SAN DIEGO - A cold front brought rain, snow, strong winds and big waves to San Diego County Thursday.
The rain hit Mission Beach at 5:15 a.m. on Thursday, and the elements grew more intense throughout the morning.
Sgt. David Rains of San Diego City Lifeguards Service has kept watch of the waters for 26 years. Thursday's conditions stood out to him.
"It’s always interesting to watch the tides change when they have such a range from high to low. “
They were called “King Tides,” and they roll in every January. High tide peaked at 7.3 feet, and from there, started to drop drastically.
Rains said those extreme lows reveal reefs you do not normally see from above water. "People go out and press their limits," he added.
"A cold upper level low and a strong surface cold front will bring strong winds and snow showers (Thursday) as it moves quickly across the region," according to the National Weather Service.
The weather service also said light to moderate rainfall is likely in and west of the mountains Thursday, with less than a tenth of an inch expected near the coast and around a quarter-inch in mountain areas.
The agency scheduled a winter storm warning for the mountains above 3,000 feet from 6 a.m. to 10 p.m., and a high wind warning for desert areas from 6 a.m. today to 3 a.m. Friday.
During the storm warning, up to 4 inches of snow is expected to accumulate above 4,000 feet. Local areas affected by the storm warning include Boulevard, Campo, Cuyamaca, Descanso, Julian, Mount Laguna, Pine Hills, Pine Valley, Ranchita, Santa Ysabel and Warner Springs.
"Snow levels will lower rapidly to around 3,000 feet during the day, and continue lowering. Winds will gust over 60 miles per hour over parts of the mountains. Snow squalls may briefly reduce visibilities to near zero at times," said the NWS.
Interstate 8 in the East County could have snow covering the roadway by Thursday afternoon, according to the NWS, which cautioned motorists against unnecessary travel into the mountains.
Also expected in the mountains Thursday are sustained west winds of 20 to 30 miles per hour, with gusts up to 50 mph. Similar wind speeds are expected in the deserts.
In addition to the high wind warning in the deserts Thursday, a less serious wind advisory is scheduled in coastal and valley areas from 10 a.m. to 10 p.m.

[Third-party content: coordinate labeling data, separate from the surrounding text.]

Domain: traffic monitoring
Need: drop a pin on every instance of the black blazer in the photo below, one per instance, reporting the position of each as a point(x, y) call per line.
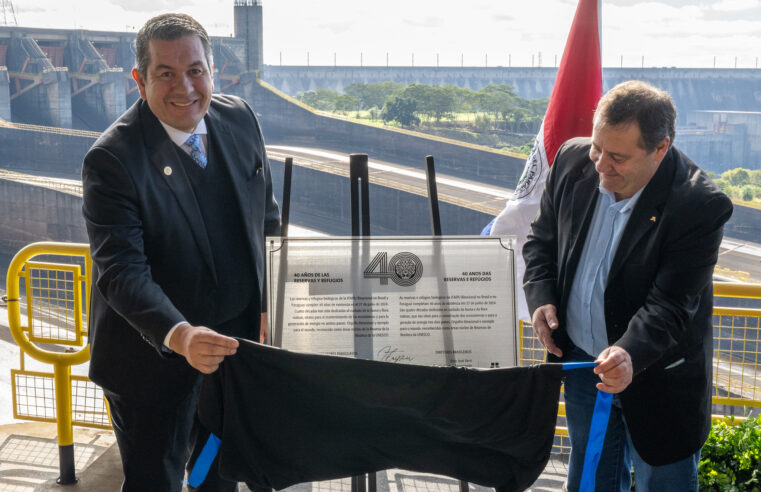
point(659, 298)
point(153, 264)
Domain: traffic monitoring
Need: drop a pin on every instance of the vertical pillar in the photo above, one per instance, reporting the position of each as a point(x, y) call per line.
point(113, 86)
point(248, 25)
point(57, 89)
point(5, 94)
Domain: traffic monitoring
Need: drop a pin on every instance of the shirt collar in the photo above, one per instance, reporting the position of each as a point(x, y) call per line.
point(179, 137)
point(625, 205)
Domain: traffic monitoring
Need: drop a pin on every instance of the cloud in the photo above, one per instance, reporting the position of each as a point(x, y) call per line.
point(426, 22)
point(736, 5)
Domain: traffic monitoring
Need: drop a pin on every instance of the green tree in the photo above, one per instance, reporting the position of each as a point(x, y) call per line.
point(748, 193)
point(345, 102)
point(433, 101)
point(322, 99)
point(373, 95)
point(737, 177)
point(400, 109)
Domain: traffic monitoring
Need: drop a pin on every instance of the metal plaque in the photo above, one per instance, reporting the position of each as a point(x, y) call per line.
point(416, 300)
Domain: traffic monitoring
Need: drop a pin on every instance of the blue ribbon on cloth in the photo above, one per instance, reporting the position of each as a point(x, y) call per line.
point(204, 461)
point(600, 417)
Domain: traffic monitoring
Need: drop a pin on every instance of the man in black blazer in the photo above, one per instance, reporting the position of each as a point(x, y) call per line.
point(619, 264)
point(177, 201)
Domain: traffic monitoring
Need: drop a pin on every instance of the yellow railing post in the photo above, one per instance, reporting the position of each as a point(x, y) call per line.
point(61, 362)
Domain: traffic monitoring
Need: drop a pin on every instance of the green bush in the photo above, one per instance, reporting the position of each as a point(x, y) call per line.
point(731, 457)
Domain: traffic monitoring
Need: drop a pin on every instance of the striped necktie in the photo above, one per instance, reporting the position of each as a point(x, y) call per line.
point(194, 142)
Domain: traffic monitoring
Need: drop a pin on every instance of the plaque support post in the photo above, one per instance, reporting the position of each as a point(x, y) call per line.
point(360, 200)
point(433, 195)
point(358, 176)
point(285, 214)
point(433, 205)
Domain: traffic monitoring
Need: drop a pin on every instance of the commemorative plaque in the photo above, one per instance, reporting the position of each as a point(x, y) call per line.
point(447, 301)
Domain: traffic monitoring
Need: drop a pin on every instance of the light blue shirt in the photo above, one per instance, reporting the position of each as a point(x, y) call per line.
point(585, 313)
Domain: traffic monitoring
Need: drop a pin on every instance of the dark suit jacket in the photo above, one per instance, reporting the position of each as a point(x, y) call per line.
point(658, 300)
point(153, 264)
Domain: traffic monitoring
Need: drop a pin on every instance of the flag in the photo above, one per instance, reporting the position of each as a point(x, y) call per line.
point(578, 87)
point(286, 418)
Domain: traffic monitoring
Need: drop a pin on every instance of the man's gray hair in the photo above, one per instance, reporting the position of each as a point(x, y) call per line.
point(168, 27)
point(636, 101)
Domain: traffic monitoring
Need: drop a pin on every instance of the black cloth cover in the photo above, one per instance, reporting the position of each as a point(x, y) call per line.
point(287, 417)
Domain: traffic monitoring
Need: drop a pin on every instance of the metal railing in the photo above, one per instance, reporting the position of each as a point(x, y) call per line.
point(54, 297)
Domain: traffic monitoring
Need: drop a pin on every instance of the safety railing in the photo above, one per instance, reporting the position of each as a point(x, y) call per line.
point(48, 295)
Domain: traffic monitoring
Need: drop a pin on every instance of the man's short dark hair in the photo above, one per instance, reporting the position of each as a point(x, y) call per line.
point(636, 101)
point(168, 27)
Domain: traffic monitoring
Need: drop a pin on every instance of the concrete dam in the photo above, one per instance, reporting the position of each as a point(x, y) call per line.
point(59, 88)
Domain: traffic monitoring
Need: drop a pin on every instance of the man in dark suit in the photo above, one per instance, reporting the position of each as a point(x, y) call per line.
point(177, 201)
point(619, 264)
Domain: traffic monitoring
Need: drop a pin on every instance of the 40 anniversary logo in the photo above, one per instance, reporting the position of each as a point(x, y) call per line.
point(404, 269)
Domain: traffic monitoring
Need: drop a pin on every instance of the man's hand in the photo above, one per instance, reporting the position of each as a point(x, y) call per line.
point(545, 321)
point(615, 369)
point(203, 348)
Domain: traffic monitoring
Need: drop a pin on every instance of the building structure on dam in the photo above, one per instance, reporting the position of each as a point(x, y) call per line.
point(82, 79)
point(59, 87)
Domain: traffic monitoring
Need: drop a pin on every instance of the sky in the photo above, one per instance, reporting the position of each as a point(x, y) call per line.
point(657, 33)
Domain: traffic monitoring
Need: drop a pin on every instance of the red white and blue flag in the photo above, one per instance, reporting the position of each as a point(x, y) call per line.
point(578, 87)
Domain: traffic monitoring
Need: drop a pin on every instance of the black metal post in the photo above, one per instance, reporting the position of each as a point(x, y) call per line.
point(277, 324)
point(358, 172)
point(66, 465)
point(433, 195)
point(285, 213)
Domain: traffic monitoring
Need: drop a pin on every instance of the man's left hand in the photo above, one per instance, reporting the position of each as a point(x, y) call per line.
point(615, 369)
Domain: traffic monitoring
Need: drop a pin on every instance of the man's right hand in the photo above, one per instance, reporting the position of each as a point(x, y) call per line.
point(545, 321)
point(203, 348)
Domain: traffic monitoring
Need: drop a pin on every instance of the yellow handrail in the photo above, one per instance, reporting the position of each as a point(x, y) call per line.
point(61, 362)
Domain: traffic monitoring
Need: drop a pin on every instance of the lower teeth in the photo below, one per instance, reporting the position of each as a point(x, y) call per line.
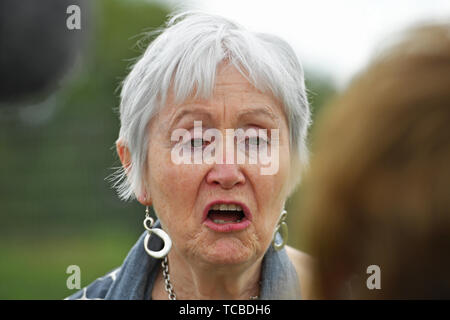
point(218, 221)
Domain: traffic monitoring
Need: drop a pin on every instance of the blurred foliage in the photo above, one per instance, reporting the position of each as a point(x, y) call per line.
point(56, 208)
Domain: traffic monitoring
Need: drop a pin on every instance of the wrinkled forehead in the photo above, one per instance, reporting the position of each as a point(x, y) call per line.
point(232, 94)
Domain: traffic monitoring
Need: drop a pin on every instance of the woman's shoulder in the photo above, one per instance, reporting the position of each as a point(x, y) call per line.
point(304, 265)
point(96, 290)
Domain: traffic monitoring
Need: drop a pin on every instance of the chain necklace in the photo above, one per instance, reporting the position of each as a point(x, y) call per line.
point(168, 285)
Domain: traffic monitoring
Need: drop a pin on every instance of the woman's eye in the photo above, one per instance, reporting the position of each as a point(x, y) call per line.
point(255, 141)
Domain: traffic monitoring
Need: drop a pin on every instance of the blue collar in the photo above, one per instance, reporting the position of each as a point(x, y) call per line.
point(135, 278)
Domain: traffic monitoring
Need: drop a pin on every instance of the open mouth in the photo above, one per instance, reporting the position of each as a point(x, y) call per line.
point(226, 213)
point(227, 216)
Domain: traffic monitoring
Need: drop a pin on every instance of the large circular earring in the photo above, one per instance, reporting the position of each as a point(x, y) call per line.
point(282, 229)
point(148, 225)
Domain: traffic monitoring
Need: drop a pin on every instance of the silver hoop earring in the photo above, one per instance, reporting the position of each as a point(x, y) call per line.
point(282, 230)
point(148, 225)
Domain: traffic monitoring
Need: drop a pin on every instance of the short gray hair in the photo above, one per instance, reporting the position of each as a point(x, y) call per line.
point(184, 58)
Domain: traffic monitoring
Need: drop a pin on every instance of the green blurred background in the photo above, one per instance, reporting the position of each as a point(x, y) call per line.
point(56, 207)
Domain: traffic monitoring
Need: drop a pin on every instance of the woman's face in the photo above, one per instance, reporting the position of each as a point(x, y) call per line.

Sustained west winds in coastal and valley areas are expected to be 15 to 30 mph, with gusts up to 45 mph.
Also expected along the coast today are 7- to 10-foot waves. The weather service scheduled coastal flooding and high surf advisories from 5 o'clock this morning until 11 a.m. Saturday.

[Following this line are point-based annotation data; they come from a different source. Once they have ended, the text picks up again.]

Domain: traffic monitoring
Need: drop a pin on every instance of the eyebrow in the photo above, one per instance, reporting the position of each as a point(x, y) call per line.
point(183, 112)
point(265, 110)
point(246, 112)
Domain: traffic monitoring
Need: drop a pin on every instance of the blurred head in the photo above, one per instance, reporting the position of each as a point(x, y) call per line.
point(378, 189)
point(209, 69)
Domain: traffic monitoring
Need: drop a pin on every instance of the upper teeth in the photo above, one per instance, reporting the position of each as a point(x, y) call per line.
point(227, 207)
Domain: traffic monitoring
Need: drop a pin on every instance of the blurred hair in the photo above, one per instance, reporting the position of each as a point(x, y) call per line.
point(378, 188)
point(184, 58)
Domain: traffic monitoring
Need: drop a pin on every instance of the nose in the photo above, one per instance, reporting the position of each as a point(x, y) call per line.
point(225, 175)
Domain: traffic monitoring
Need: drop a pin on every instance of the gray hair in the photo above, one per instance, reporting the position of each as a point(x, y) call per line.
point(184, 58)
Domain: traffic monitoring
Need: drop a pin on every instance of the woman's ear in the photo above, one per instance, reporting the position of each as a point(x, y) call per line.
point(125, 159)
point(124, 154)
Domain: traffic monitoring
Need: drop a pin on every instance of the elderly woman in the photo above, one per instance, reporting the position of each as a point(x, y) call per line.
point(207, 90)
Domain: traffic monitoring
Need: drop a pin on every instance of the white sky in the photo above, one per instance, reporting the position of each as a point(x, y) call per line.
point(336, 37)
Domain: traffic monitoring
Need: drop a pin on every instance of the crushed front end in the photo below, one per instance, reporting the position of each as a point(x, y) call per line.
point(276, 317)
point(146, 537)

"Higher waves may wash over sea walls, jetties and over low-lying portions of the Ocean Beach Pier," according to an NWS advisory. "Water and sand may wash across portions of the Pacific Coast Highway between Sunset Beach and Seal Beach and Coast Highway 101 between Cardiff and Del Mar ... Strong rip currents will make entering the water extremely dangerous."
For mariners off the coast of San Diego, a gale warning is scheduled from 2 p.m. through late Thursday night and a small craft advisory is set from 10 a.m. to 2 p.m.

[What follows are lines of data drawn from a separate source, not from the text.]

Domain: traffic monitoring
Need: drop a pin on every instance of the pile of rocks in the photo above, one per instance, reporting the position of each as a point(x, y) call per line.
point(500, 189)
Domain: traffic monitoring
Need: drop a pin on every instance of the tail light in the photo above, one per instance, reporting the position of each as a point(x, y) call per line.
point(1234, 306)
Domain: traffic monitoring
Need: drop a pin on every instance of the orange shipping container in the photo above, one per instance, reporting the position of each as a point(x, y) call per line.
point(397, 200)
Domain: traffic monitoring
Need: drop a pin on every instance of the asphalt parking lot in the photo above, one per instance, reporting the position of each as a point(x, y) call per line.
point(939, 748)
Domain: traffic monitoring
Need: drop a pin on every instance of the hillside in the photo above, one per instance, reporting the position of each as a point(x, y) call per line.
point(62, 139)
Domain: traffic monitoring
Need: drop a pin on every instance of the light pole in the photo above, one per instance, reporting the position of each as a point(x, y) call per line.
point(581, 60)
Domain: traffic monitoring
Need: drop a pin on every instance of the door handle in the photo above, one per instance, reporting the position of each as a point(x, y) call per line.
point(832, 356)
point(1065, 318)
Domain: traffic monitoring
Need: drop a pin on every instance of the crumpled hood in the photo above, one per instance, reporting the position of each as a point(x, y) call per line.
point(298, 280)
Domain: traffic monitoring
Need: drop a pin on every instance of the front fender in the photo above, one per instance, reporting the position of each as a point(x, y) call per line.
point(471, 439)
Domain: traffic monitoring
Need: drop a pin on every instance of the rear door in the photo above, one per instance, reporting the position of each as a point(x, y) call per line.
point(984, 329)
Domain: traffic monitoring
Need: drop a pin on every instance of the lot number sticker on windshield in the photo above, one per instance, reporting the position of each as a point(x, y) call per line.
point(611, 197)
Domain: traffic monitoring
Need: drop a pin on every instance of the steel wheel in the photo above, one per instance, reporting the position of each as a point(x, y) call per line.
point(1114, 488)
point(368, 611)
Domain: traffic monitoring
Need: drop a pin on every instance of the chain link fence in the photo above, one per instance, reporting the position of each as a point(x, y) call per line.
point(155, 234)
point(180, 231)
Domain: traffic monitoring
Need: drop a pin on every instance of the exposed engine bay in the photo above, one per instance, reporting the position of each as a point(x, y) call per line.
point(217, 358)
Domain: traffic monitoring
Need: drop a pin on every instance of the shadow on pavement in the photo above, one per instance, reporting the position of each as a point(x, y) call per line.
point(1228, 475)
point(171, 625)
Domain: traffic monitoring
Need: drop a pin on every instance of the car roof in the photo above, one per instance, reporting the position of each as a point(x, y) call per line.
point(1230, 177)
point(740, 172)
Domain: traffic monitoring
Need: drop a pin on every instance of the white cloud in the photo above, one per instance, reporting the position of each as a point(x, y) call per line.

Starting Friday, significantly cooler temperatures are expected in the county because of the snow expected to accumulate in the mountains today. According to the Weather Service, temperatures Friday through Monday will be 10 to 15 degrees cooler than normal for the time of year, though a minor warming is possible Monday.
"Many inland areas could have several hours of subfreezing temperatures each night from Friday night through Monday night with temperatures in inland valley and some lower desert areas in the 20s and locally in the upper teens," according to an NWS advisory. "Growers should take precautions to protect sensitive crops."
CHP SHUTS DOWN GRAPEVINE SECTION OF I-5
Snow and icy road conditions have closed the Grapevine section of Interstate 5 in the mountains north of Los Angeles as winter weather bears down on Southern California.
The California Highway Patrol has shut down the major north-south route at Fort Tejon. Several accidents have been reported.
The National Weather Service says the mountains could see snow levels down to 2,000 feet Thursday, while winds may gust to 60 mph there and up to 45 mph in valleys and coastal areas.
Highs will only hit the 50s and 60s and rain showers are expected throughout the region. It's expected to be even colder on Friday and the cold will linger through the weekend.
There also will be overnight frosts and freezes in colder valleys.